II – RE-ANIMATOR (1985)
Part “Frankenstein,” part “Braindead,” Stuart Gordon’s 80s monster classic “Re-Animator” is the perfect mix of grossness and hilarity. One of the themes of these movies I’ve chosen (with the exception of the previous one) is that the zombification is explained as opposed to the Romero model of having zombies appear due to God knows what. In “Re-Animator,” it’s all there in the name. This guy, Dr. Herbert West, is TRYING to raise the dead, and breaks all kinds of ethics laws to do it, even resorting to murder. That’s how you get the freshest specimens, after all. Full of black humor and memorable lines, “Re-Animator” also has one of the most shocking images in all of horror, where a dead body holding its own decapitated head attempts to perform oral sex on a kidnapped co-ed. It’s so insane that you wonder why no one thought of it sooner.
I – SHIVERS (1975)
David Cronenberg is often hailed as the king of body horror, which started early with this Canadian horror classic.

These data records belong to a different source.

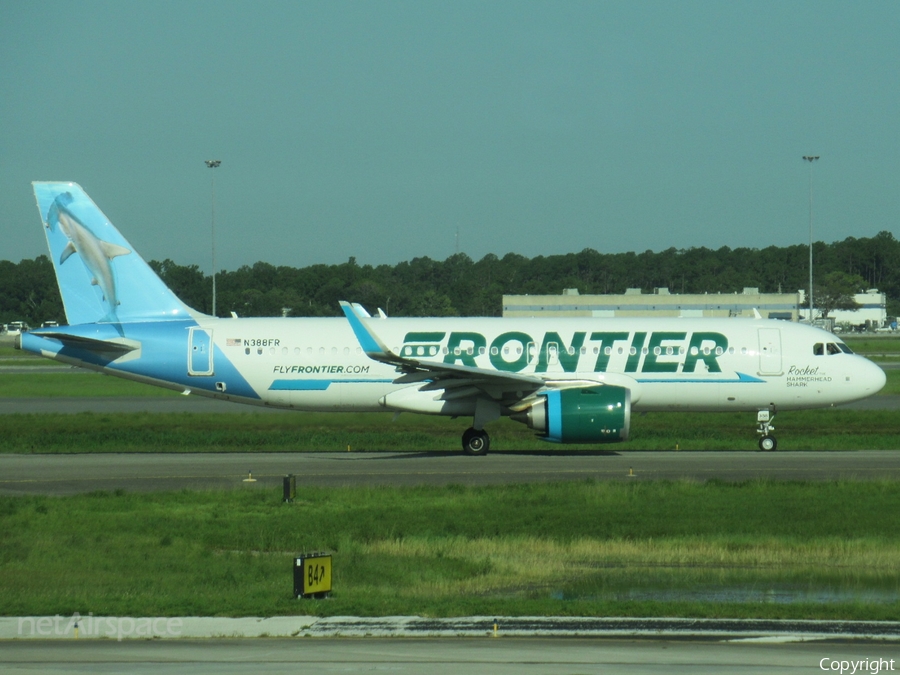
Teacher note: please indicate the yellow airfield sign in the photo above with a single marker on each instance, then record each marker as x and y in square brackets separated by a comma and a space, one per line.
[312, 575]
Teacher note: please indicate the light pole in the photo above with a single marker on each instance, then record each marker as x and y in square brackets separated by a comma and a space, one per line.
[212, 164]
[810, 159]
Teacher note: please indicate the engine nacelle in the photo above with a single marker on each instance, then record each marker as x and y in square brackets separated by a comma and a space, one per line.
[583, 415]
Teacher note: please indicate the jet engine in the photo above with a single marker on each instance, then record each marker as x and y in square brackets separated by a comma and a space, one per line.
[580, 415]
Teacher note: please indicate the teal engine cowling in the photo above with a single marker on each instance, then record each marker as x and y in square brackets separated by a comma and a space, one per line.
[581, 415]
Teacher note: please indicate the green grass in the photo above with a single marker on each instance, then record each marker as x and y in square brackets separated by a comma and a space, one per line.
[585, 548]
[75, 384]
[333, 432]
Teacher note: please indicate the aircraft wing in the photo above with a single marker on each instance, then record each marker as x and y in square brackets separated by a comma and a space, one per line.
[457, 381]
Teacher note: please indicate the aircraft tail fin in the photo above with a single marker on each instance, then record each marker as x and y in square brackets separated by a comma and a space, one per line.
[101, 278]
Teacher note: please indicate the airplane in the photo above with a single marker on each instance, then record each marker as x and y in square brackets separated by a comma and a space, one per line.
[571, 380]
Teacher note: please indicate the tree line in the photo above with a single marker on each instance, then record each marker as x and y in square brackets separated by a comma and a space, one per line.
[460, 286]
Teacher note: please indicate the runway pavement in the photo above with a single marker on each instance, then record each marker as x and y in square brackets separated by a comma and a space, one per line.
[200, 404]
[473, 656]
[73, 474]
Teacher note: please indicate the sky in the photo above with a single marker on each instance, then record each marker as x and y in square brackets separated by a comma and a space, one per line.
[391, 130]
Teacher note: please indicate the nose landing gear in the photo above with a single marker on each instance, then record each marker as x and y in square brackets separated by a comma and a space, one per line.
[764, 419]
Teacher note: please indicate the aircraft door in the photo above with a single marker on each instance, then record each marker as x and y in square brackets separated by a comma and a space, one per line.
[552, 354]
[200, 350]
[770, 351]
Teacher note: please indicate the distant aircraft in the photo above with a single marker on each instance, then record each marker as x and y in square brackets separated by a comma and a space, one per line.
[572, 380]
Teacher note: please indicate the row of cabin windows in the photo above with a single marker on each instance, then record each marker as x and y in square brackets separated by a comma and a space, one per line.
[830, 348]
[658, 351]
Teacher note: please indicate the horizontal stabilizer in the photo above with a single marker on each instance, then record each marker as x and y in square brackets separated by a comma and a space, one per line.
[115, 346]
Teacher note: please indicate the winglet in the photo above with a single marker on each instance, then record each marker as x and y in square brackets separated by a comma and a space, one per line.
[372, 346]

In “Shivers,” also known as “They Came From Within,” a semi-mad scientist is experimenting with parasites in an attempt to aid in transplants (?) but really he thinks people have lost touch with their instincts and flesh, so the parasite is actually part aphrodisiac and part venereal disease. He infects his teenage mistress and sets her loose in an enormous ultra-modern apartment complex in Montreal. The effect of the parasite on the host is to create a sex-crazed maniac, hell-bent on spreading the disease to everyone in the vicinity. It’s up to a physician and his assistant to stop it before the city is lost to mindless lust. Some of the images from this film were copied by Romero in “Dawn of the Dead,” and even though the premise sounds like a porno, “Shivers” actually works as a pitch-perfect allegory to the AIDS epidemic, which was just in its infancy back in the 70s.
One of my goals with these lists is not only to entertain but to educate and I would definitely recommend all of these movies to anyone who hasn’t yet seen them. You might also notice I didn’t include “Return of the Living Dead.” The reason is simple: I fucking hate that movie. Happy viewing!